Palmer reportedly said Polk Under Prayer's blessing "sends a very bad signal to everyone in Polk County, and [anyone] who travels through Polk County who doesn't happen to be Christian."
The unblessing project, he explained, was "not about atheist rights," but about "welcoming everybody into Polk County."
Copple, meanwhile, said he found Palmer's statements to be "odd," but added he would be welcome to having a dialogue with the group.
"Personally, I don't oppose atheists, I just believe they're misguided," he said. "We look at a lot of the cultural issues and problems of our world today and strongly believe it's because we got away from following Christ."

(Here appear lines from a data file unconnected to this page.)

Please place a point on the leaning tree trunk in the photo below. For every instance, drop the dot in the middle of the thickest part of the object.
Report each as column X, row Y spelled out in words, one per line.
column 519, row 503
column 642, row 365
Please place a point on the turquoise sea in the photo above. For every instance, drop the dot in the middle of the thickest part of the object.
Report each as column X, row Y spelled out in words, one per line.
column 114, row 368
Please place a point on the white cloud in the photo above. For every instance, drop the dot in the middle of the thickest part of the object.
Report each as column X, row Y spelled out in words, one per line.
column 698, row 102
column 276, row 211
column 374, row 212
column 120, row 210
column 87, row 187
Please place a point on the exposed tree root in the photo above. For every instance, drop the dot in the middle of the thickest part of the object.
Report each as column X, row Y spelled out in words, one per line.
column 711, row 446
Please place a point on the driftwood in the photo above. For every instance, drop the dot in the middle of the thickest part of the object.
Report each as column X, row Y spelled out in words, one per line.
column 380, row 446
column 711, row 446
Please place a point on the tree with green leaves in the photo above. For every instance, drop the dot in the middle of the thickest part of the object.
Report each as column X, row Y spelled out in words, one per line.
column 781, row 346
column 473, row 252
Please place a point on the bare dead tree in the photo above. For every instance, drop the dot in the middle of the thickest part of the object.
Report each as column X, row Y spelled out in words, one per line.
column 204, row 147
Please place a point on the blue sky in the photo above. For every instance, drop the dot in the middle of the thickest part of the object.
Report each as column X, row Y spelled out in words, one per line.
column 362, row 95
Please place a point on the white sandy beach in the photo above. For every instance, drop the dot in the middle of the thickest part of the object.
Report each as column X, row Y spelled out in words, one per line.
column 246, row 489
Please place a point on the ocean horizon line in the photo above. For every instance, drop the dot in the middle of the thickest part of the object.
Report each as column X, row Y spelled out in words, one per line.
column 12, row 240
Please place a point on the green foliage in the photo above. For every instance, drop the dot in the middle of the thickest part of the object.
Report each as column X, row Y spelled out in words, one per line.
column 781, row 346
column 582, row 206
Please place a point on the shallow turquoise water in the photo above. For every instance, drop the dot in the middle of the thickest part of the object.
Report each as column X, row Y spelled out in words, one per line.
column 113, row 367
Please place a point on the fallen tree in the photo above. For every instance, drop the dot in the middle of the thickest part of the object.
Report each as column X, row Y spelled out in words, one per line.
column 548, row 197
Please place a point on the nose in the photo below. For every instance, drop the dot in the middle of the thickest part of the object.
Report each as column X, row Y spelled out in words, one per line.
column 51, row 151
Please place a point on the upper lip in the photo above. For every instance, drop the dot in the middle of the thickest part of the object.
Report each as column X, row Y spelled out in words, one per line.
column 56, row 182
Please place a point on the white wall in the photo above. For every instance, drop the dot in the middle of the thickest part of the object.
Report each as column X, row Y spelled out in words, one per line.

Copple said Polk Under Prayer, a loose-knit group of Christian parishioners in Florida's Polk County, has no plans to hold an event in response at this time.
"There's not a knee-jerk reaction because we believe God is the solution to this problem," Copple said.
Bill Donohue, president of the Catholic League, said the Humanists of Florida "acted in the grand tradition" of atheist groups by going negative.
"Having no positive statement to make, it wants to obliterate speech it disagrees with," Donohue wrote in a statement to FoxNews.com. "While the atheists are within their legal rights to attack the Christian message, it shows once again their proclivity to intolerance. Bullying is what defines them."